Those who recover damages from a Jones Act lawsuit may be compensated for lost
wages, lost earning capacity, medical expenses, and disfigurement, as well as pain and
suffering.
A Long History of Protecting Injured Maritime Workers
Admiralty or Maritime Law exists not only to settle disputes between ship owners and
ports. From the earliest days of seafaring, the traditions and laws of the sea have
supported the rights of injured sailors, deckhands, and longshoremen. At Schechter,
Shaffer, and Harris—Maintenance and Cure—we continue this long tradition of fair
treatment for hardworking individuals.
As experienced Jones Act and maritime accident lawyers, Maintenance and Cure has a
long history of advocating for maritime workers and helping their families steer toward a
brighter future. With over 100 years of combined work on behalf of those injured at sea,
there is no question where to turn for support and guidance in challenging times.
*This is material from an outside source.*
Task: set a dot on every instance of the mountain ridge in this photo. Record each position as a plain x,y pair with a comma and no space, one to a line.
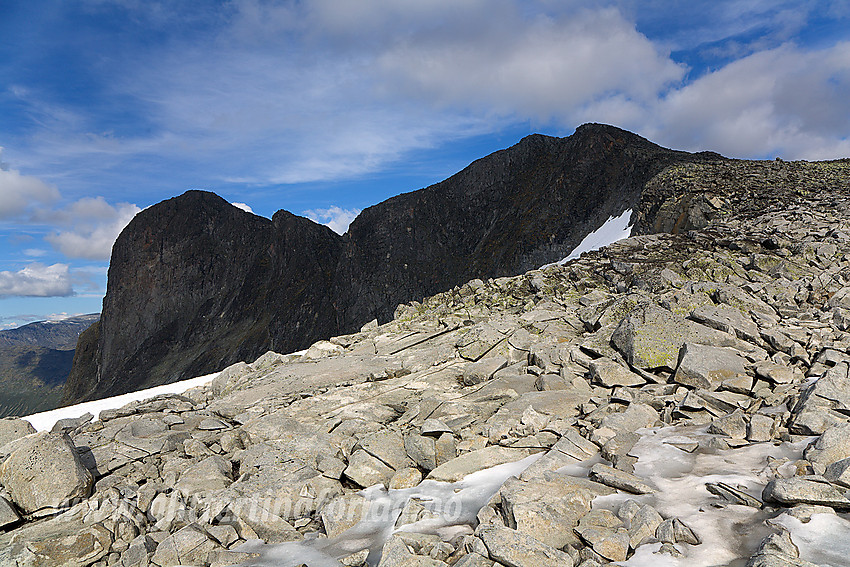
283,284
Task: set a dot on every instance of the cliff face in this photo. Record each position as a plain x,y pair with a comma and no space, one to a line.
196,284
If you or a family member has been injured working on a vessel or oil rig, contact
Maintenance and Cure today for a free consultation to discuss the facts of your situation.
Your time to file a claim may be limited, so it is best to know your rights under Maritime
Law. We offer a no fee unless you win payment structure and clear guidance on plotting
a course to healing and financial safety.

Definition of terms:
Maritime Law
• A distinct body of law that governs maritime questions and offenses.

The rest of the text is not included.